There was a mix-up at Nothing But Tea’s suppliers and this note was on a brew made from tea mislabelled as Vietnamese Imperial Oolong, so I’ve cut and pasted the note to where it belongs.
This is only my second-ever oolong, as far as I remember, and the first was the same dealers’ Black Dragon which was no different to a lot of other teas I’ve drunk, so this rather blind-sided me. I don’t know what I was expecting, but whatever it might have been this was different. I’ve never tasted anything like it and, I’m sorry, but it’s going to take rather a long-winded tasting note.
I made a mug of this with a well-heaped teaspoon brewed for three minutes. I let the water go off the boil for several minutes before brewing (they recommend 80°C). The aroma was quite strong and strangely familiar – though it took well into my second mug to place it. It’s quite difficult to describe and the best I could come up with was somewhere between good garden compost and fried bacon (but with no smokiness). That was the main element in the mouth, as well – and I mean one element – not compost and bacon but something in the middle. There were the basic tea flavour and butter, plus just a hint of cut grass.

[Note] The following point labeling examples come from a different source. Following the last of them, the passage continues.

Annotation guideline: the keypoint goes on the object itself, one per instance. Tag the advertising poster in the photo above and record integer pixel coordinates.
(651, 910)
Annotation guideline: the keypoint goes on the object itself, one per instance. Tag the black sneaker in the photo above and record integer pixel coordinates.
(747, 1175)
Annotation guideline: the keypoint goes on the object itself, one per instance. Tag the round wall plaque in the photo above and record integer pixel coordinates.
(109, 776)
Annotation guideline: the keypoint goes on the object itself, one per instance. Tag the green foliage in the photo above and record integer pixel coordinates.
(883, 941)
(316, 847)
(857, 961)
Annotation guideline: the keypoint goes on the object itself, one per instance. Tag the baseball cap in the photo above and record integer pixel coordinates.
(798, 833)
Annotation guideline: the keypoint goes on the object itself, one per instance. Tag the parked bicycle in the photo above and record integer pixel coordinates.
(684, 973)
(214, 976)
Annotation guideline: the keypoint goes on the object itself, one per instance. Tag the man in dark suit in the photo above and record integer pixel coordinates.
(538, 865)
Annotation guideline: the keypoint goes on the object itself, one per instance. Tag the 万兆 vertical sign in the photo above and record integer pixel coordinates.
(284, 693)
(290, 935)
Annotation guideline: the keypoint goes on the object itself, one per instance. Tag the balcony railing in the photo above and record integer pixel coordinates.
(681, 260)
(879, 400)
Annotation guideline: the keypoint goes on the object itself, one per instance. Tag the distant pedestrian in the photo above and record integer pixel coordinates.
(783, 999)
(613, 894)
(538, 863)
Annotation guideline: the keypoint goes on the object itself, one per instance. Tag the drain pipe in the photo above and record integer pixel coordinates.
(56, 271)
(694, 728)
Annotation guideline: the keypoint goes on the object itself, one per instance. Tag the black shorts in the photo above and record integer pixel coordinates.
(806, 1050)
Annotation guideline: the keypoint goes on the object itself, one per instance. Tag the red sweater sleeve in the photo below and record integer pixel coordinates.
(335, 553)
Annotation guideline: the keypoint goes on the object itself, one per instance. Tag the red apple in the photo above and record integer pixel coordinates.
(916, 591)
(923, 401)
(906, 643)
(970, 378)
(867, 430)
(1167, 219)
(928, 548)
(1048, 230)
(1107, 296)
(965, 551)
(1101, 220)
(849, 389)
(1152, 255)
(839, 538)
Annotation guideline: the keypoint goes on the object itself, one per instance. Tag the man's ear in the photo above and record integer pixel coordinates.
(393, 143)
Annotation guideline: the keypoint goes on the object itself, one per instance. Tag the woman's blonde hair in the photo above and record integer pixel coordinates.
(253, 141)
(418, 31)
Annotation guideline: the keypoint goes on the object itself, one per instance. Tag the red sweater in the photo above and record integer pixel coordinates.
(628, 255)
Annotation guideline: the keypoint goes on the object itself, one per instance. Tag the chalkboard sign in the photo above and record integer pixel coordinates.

I made a second mug, the same way and re-using the same tea. If anything, the flavour was a little stronger and now I was detecting a tiny ‘fruity’ hint.
Okay, I said the aroma was ‘strangely familiar’ – it was round about when I noticed the fruity hint that I placed it. There was a wildlife park near where I grew up and they had a tropical bird house which I absolutely loved. You could go in and walk around with the birds flying free around you. The place was planted up with all sorts of exotic bushes and was always kept hot and damp. The system they had for feeding the insectivorous birds was to have some fruit rotting in the bottom of a mesh-covered dustbin: the insects breeding on the fruit flew out through the mesh for the birds to hunt. So, imagine the aroma in there: a combination of warm green vegetation, warm moist soil, warm rotting fruit and, no doubt, a hint of warm bird-droppings. I thought it was gorgeous. And that’s the aroma of
Vietnamese Imperial Oolong China Oolong (o) (OC04)(and, of course, that main element of the flavour).
I don’t think I had ‘first thoughts’ on this – I was too gobsmacked. Then I thought, “This is seriously weird stuff – don’t know what to think of it.” Then I thought, “Well …” Then, somewhere towards the end of the second mug, I thought, “I’m in love!”